2021-02-01lei: increase initial timeout
PublicInbox::Listener unconditionally sets O_NONBLOCK upon accept(), so we need a larger timeout under heavy load since there's no "dataready" accept filter on the listener. With O_NONBLOCK already set, we don't have to set it at ->event_step_init
2021-01-24ipc: get rid of wq_set_recv_modes
Just open every FD as read/write. Perl (or any non-broken runtime) won't care and won't attempt to use F_SETFL to alter file description flags; as attempting to change those would lead to unpleasant side effects if the file description is shared with another process.
2021-01-23lei: support remote externals
Via curl(1), since that lets us easily use tor on a per-connection basis via LD_PRELOAD (torsocks) or proxy. We'll eventually support more curl options which can allow users to get past firewalls and deal with other odd network configurations.
2021-01-22lei: remove INT/QUIT/TERM handlers, fix daemon EOF
The signal handlers on the client side were unnecessary, all we need is to handle socket EOF properly in the daemon by killing xsearch and l2m workers.
2021-01-15lei: pass FD to CWD via cmsg, use fchdir on server
Perl chdir() automatically does fchdir(2) if given a file or directory handle since 5.8.8/5.10.0, so we can safely rely on it given our 5.10.1+ requirement. This means we no longer have to waste several milliseconds loading the Cwd.so and making stat() calls to ensure ENV{PWD} is correct and usable in the server. It also lets us work in directories that are no longer accessible via pathname.
2021-01-14daemon+watch: fix localization of %SIG for non-signalfd users
It turns out "local" did not take effect in the way we used it: http://nntp.perl.org/group/perl.perl5.porters/258784 <CAHhgV8hPbcmkzWizp6Vijw921M5BOXixj4+zTh3nRS9vRBYk8w@mail.gmail.com> Fortunately, none of the old use cases seem affected, unlike the previous lei change to ensure consistent SIGPIPE handling.
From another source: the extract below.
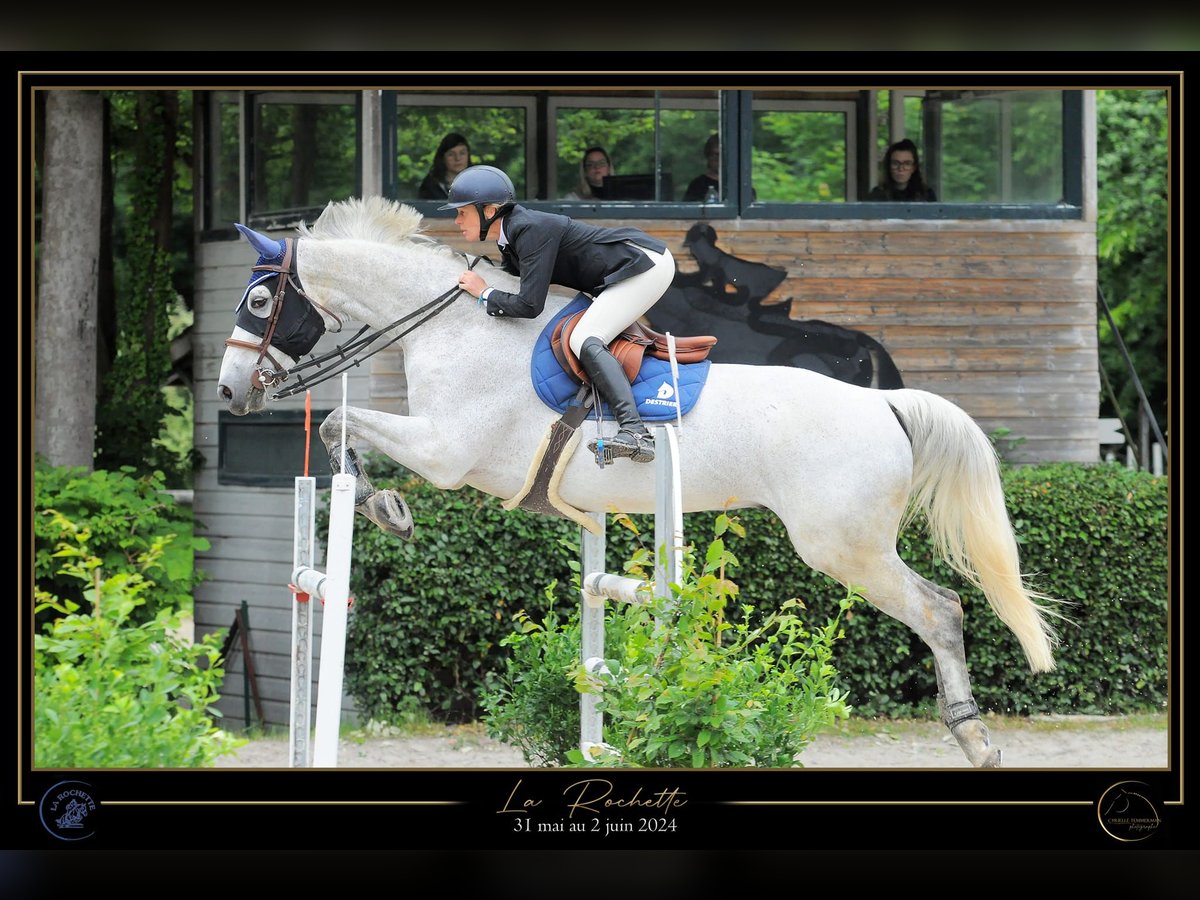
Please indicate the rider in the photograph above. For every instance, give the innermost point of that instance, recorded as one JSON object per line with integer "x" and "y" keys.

2021-01-14lei: test SIGPIPE, stop xsearch workers on client abort
The new test ensures consistency between oneshot and client/daemon users. Cancelling an in-progress result now also stops xsearch workers to avoid wasted CPU and I/O. Note the lei->atfork_child_wq usage changes, it is to workaround a bug in Perl 5: http://nntp.perl.org/group/perl.perl5.porters/258784 <CAHhgV8hPbcmkzWizp6Vijw921M5BOXixj4+zTh3nRS9vRBYk8w@mail.gmail.com> This switches the internal protocol to use SOCK_SEQPACKET AF_UNIX sockets to prevent merging messages from the daemon to client to run pager and kill/exit the client script.
2021-01-12lei_xsearch: transfer 4 FDs internally, drop IO::FDPass
It's easier to make the code more generic by transferring all four FDs (std(in|out|err) + socket) instead of omitting stdin. We'll be reading from stdin on some imports, and possibly outputting to stdout, so omitting stdin now would needlessly complicate things. The differences with IO::FDPass "1" code paths and the "4" code paths used by Inline::C and Socket::MsgHdr are far too much to support and test at the moment.
2021-01-12lei: run pager in client script
While most single keystrokes work fine when the pager is launched from the background daemon, Ctrl-C and WINCH can cause strangeness when connected to the wrong terminal.
2021-01-12lei: get rid of client {pid} field
Using kill(2) is too dangerous since extremely long queries may mean the original PID of the aborted lei(1) client process to be recycled by a new process. It would be bad if the lei_xsearch worker process issued a kill on the wrong process. So just rely on sending the exit message via socket.
2021-01-12ipc: start supporting sending/receiving more than 3 FDs
Actually, sending 4 FDs will be useful for lei internal xsearch work once we start accepting input from stdin. It won't be used with the lightweight lei(1) client, however. For WWW (eventually), a single FD may be enough.